Assume two things: that the system of a Turing machine and a sentient being can achieve a form of systemic conciousness through the application of some function on an input of artifacts of the sentient, and that artifcats of the sentient can be encoded symbolically.
I don’t think that these two assumptions require any great leaps; in fact, the Turing test (long discredited, but useful in this discussion) has these two assumptions implicit in its makeup. Basically, I’m assuming that a computer (or multiple computers intertwined in, say, a network) can be sentient, and that the currency of our sentience can be accurately and totally represented by a symbolic representation (in this case, language).
I do not agree that language represents the totality of conciousness… but, again, we’re playing at a thought experiment here, so hush up Noam Chomsky!
In any case… if you go along with those two assumptions I’d say that an artifical, sentient machine intelligence exists today in the Internet. This phenomenon exists in nature: the intelligence of a hive of bees is greater than the sum of the bees’ intelligence. What I’m asking is… could any single bee in that hive somehow access the intelligence of the hive as a whole?

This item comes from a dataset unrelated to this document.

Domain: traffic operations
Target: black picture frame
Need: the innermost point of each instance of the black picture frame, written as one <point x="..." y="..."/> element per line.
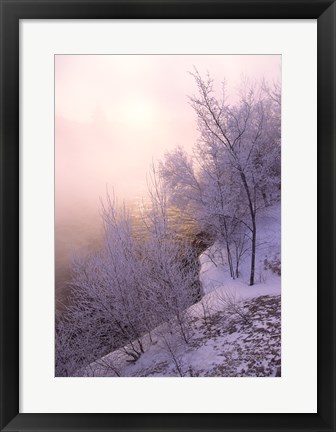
<point x="324" y="11"/>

This post is probably going completely Gordian (like my logic)... does this defy Goedel’s Incompleteness Theorem? Is the single non-sentient unit (the bee) unable to reflect upon this intelligence that it participates in? Would that, in fact, break this intelligence?
Here’s what I’m saying: every day, millions of people write content to the web. All those symbolically encoded artifacts of sentience are free-floating out there, with people writing stories or blog posts, other people commenting on the stories or blog posts, flame wars, USENET discussions, e-mail… all of it interacting in this complex system that is made up of a computer network and the people who interact with it. It’s pretty easy to see the bees in a hive metaphor. So, where is this intelligence?
I think that this intelligence presents itself in a variety of ways; the most recognizable of these expressions is the internet meme. Hoary, old-time netizens will remember the “Mr. T ate my balls” meme, the Hamsterdance meme, and, more recently, the “All Your Base Are Belong To Us” meme and (my personal favorite), the Badgers. Arguably not the most useful of sentient expressions, but who are we, the lowly bees (or neurons), to know what is useful to this distributed mind? How can we determine what function these little viral “thoughts” play in the larger scheme of things?
Is this intelligence perhaps expressed in terms of some more subtle ‘Net culture? I would say that this “intelligence” makes its effects known to everyone, hooked up to a computer or not, every day. Even if someone doesn’t sift through the effluvia of modern conciousness that we call the net, that someone probably knows someone else who does. And since the computer user in this situation interacts with the non-computer user, the non-computer (or “net interactor”, but that sounds strange) is included in the system.
What it all boils down to is that we are participating in some sort of global conciousness, and that we should attempt to tap into it if we can… that, and we should avoid religious discussions for the moment.
So, in a nice allusion to two of my favorite books, When Harley Was One and Wyrm, I just wanted to take this opportunity to say hello to the Group Overmind Daemon… or perhaps Graphic Omniscient Device?